The farmer's loop is a knot which forms a fixed loop. As a midline loop knot made with a bight, it is related to several other similar knots, including the alpine butterfly knot and artillery loop.

If pulled with one hand holding one end, the other hand holding the start side of the loop that is the continuation of the same end, before tightening the knot of the loop, it may capsize to a slip knot with a complicated and heavy knot.
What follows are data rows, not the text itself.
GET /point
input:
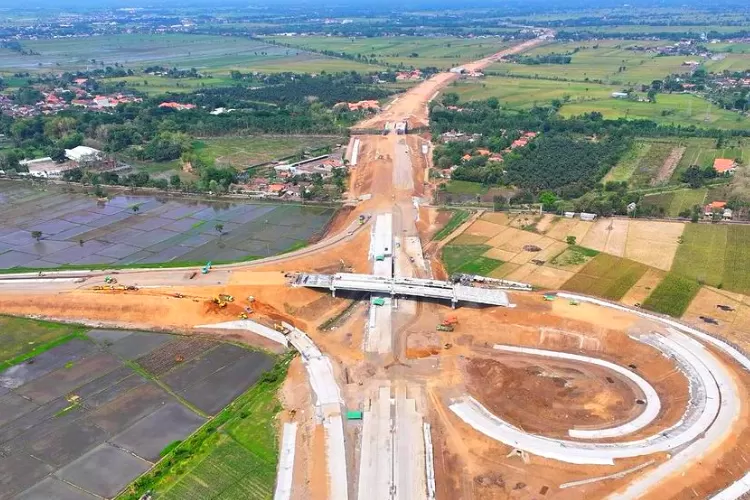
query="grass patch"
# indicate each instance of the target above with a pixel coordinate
(441, 52)
(234, 455)
(673, 295)
(701, 255)
(456, 256)
(606, 276)
(669, 109)
(458, 218)
(625, 168)
(21, 338)
(481, 266)
(574, 255)
(168, 449)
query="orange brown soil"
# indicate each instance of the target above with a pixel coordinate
(551, 397)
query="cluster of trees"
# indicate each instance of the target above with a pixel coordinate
(146, 131)
(173, 72)
(551, 58)
(565, 162)
(212, 179)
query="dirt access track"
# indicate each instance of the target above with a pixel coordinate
(542, 397)
(412, 106)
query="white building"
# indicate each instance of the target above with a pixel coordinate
(79, 153)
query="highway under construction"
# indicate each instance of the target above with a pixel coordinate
(410, 385)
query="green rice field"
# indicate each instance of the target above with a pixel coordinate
(215, 55)
(673, 295)
(608, 61)
(440, 52)
(606, 276)
(716, 255)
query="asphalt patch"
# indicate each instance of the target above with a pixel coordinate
(104, 471)
(150, 435)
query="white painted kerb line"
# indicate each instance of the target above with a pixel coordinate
(286, 463)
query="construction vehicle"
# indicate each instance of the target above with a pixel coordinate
(450, 320)
(281, 328)
(206, 268)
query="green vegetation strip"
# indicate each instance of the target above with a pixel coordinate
(574, 255)
(606, 276)
(234, 455)
(673, 295)
(21, 338)
(458, 218)
(143, 265)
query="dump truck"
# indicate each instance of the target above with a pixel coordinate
(281, 328)
(450, 320)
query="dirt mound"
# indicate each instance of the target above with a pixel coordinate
(550, 398)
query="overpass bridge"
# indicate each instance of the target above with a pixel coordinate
(411, 287)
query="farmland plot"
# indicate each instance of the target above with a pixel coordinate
(79, 231)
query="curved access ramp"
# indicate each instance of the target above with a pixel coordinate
(710, 384)
(652, 402)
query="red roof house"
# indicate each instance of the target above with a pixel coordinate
(724, 165)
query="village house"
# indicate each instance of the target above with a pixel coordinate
(176, 105)
(717, 207)
(369, 105)
(404, 76)
(724, 166)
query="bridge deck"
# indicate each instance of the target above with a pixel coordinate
(412, 287)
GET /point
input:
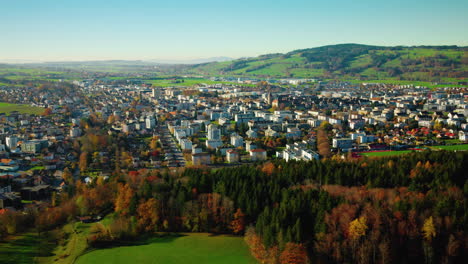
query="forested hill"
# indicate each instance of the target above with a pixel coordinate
(424, 63)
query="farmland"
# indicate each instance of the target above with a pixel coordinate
(24, 109)
(190, 248)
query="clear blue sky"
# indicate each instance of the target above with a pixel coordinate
(183, 29)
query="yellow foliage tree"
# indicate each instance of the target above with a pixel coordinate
(428, 229)
(357, 228)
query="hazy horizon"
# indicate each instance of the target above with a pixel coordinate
(53, 30)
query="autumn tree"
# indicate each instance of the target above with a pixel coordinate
(147, 214)
(238, 224)
(323, 144)
(124, 197)
(67, 176)
(357, 228)
(294, 254)
(83, 162)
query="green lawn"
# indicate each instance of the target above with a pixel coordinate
(24, 109)
(452, 147)
(73, 247)
(22, 249)
(190, 248)
(385, 153)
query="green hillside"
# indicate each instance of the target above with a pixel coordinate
(191, 248)
(422, 63)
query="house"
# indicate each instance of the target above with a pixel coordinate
(201, 159)
(9, 199)
(236, 140)
(232, 156)
(258, 154)
(251, 133)
(185, 144)
(271, 133)
(249, 145)
(38, 192)
(213, 143)
(342, 143)
(463, 136)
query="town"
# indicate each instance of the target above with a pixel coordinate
(217, 125)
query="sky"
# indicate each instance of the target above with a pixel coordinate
(79, 30)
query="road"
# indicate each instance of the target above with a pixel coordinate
(174, 156)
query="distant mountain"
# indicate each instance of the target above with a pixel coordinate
(425, 63)
(194, 61)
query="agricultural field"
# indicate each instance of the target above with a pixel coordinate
(385, 153)
(463, 147)
(188, 248)
(23, 249)
(182, 82)
(24, 109)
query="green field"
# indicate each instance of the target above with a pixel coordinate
(25, 248)
(24, 109)
(452, 147)
(189, 248)
(385, 153)
(21, 249)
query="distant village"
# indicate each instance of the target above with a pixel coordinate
(218, 125)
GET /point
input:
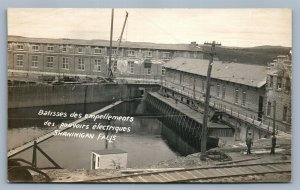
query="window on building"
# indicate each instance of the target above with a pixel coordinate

It is tied on one hand to make a loop about twice the size of that hand (use fingers for a smaller one, thumb-hook-to-elbow for a large one), as follows:
1. start with the rope 3 times around the palm of one hand, let the ends hang down,
2. then pull the initial middle turn up from the top edge and place it over to the right (of the right loops top edge)
3. then pull the now new middle turn up from the top edge and place it over to the left
4. then pull the now new middle turn up from the top edge and place it over to the right
5. then pull the now new middle turn up to form the loop, dress and tighten before use

The knot is a good one on all three counts—lead, security, and strength. Moreover, the method of tying is both ingenious and distinctive, and once mastered, it is not apt to be forgotten.
To tie: Take three turns around the left arm or hand, according to the size of the material being used. Move the center turn to the outside three times, as indicated by the arrows, first right, then left, and finally right again. Finally, pull out (extend) the center turn, and the knot is ready for use.
— The Ashley Book of Knots

==History==
Cornell University professor Howard W. Riley published this knot in an agricultural extension pamphlet devoted to farming knots in 1912. He was shown the knot by a farmer at the 1910 Genesee County Fair in Batavia, New York. Riley noted that he had never seen the knot described in any reference book.